Transferred vocals with transpose -12 (probably closer to my range if I could sing):

And just for good measure, here's me trying to sing it without any autotune (warning: it is bad. I swear I did my best here):

Then I added the stems and my new vocals into a Logic Pro project and applied these effects:

  • a noise gate to clean out some artefacts.
  • eq to reduce some noisy parts and remove sub rumble.
  • compressor to flatten the peaks
  • reverb and delay, which masks imperfections.

And here's the finished song on YouTube.

I also tried my voice on my wife's favourite Taiwanese band, Mayday, and it worked well.

I tried transferring to rap, and it had mixed results. I thought Regulate worked pretty well.

In future, I'm planning to run some additional experiments:

  • experiment with smaller/larger datasets.
  • experiment with just speaking training data transferring to rap and singing.
  • trying non-human voices. I'm keen to hear how my dog sounds singing the classics.

The implications for the music industry

Will this effectively destroy the music industry as we know it? Probably not.

Most uploaded AI covers are already tagged and monetised as per any streaming platform, so it's just more streaming engagement for labels.

The songs made by unknown producers, using a famous voice like Drake's to get publicity, will likely get taken down for now as they a) violate the artist right to publicity and b) trained on a corpus such that it violates copyright law. Eventually, I think social networks will automatically classify SVC vocals and offer to remove the offending material or compensate the label, and the labels will go back to the BAU monetisation system for working with streaming services.

Some artists are already starting to monetise their voice models. Grimes already set up a tool to use her AI voice in exchange for a 50% proceeds split.

The reality is that people will likely get sick of the deep fake music, and I imagine the fad will die off as attention shifts to the next phase of AI music, whatever that is.

The next question is: if anyone can sing in perfect pitch, does that invalidate natural talent?

Again, probably not. There's more to music than the audio file; people want to connect to a person with a story. Humans will always have a role to play in making music for other humans.

Chess is more popular than ever, even though AI mastered it in the 80s.

The implications of deep fakes in society

The true implication of this tech, and deep fakes in general, is that we can only trust voice (and video) recordings with sufficient verification of authenticity.

If you have a bank using only a voice recognition service to authorise you, I recommend turning off this feature immediately or changing banks if you cannot.

Voice conversion isn't a future technology; it works exceptionally well in the present. As you can see from the simplicity of training a model, it's a tool available to everyone, regardless of technical capability.

Perhaps, we should be wary of how much of our audio we publicly release to the world.

Now that we know the potential for misuse and danger, we must educate our family and friends about the potential for fakers to scam us.
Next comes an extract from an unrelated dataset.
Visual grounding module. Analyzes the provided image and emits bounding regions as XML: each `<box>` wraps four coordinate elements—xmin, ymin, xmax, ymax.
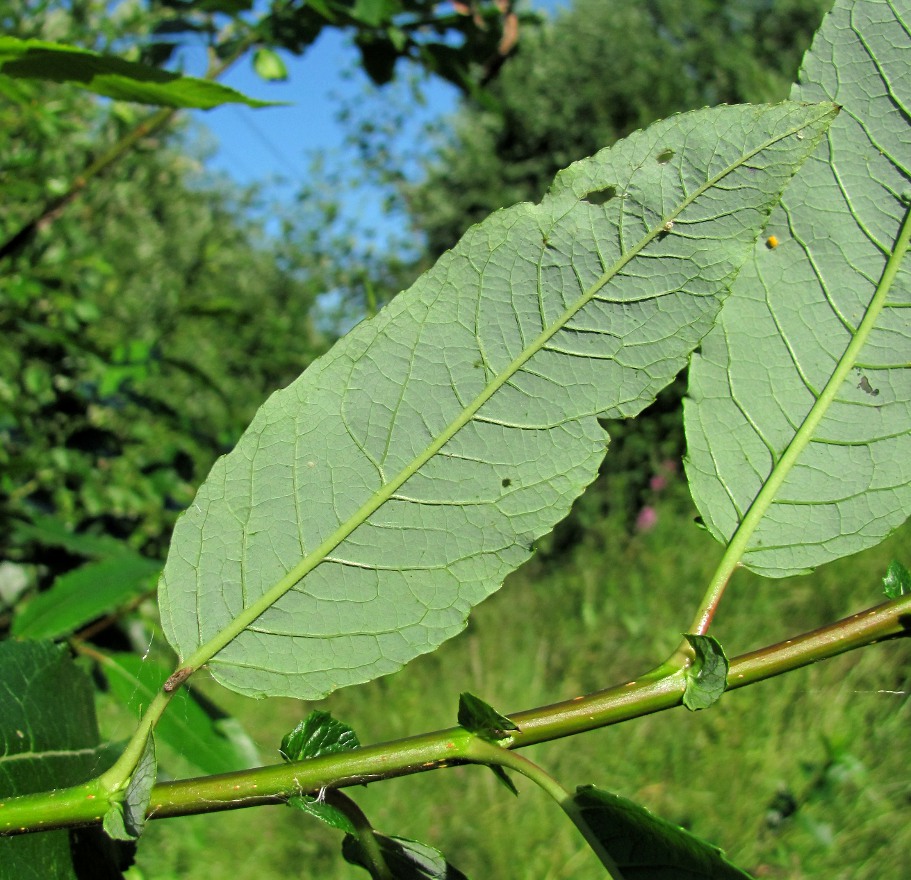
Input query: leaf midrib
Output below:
<box><xmin>697</xmin><ymin>208</ymin><xmax>911</xmax><ymax>604</ymax></box>
<box><xmin>181</xmin><ymin>105</ymin><xmax>830</xmax><ymax>669</ymax></box>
Verify and check everything you hear.

Conclusion

I created a decent model with minimal effort that sounded like I could sing across languages with perfect pitch. This technology is super easy to use and will only get easier. The music industry will be fine - they will likely cash in on it, and the demand for human-made music will continue. Still, deep fakes will be an increasingly significant problem for society, and we should be aware of how capable the tools are right now.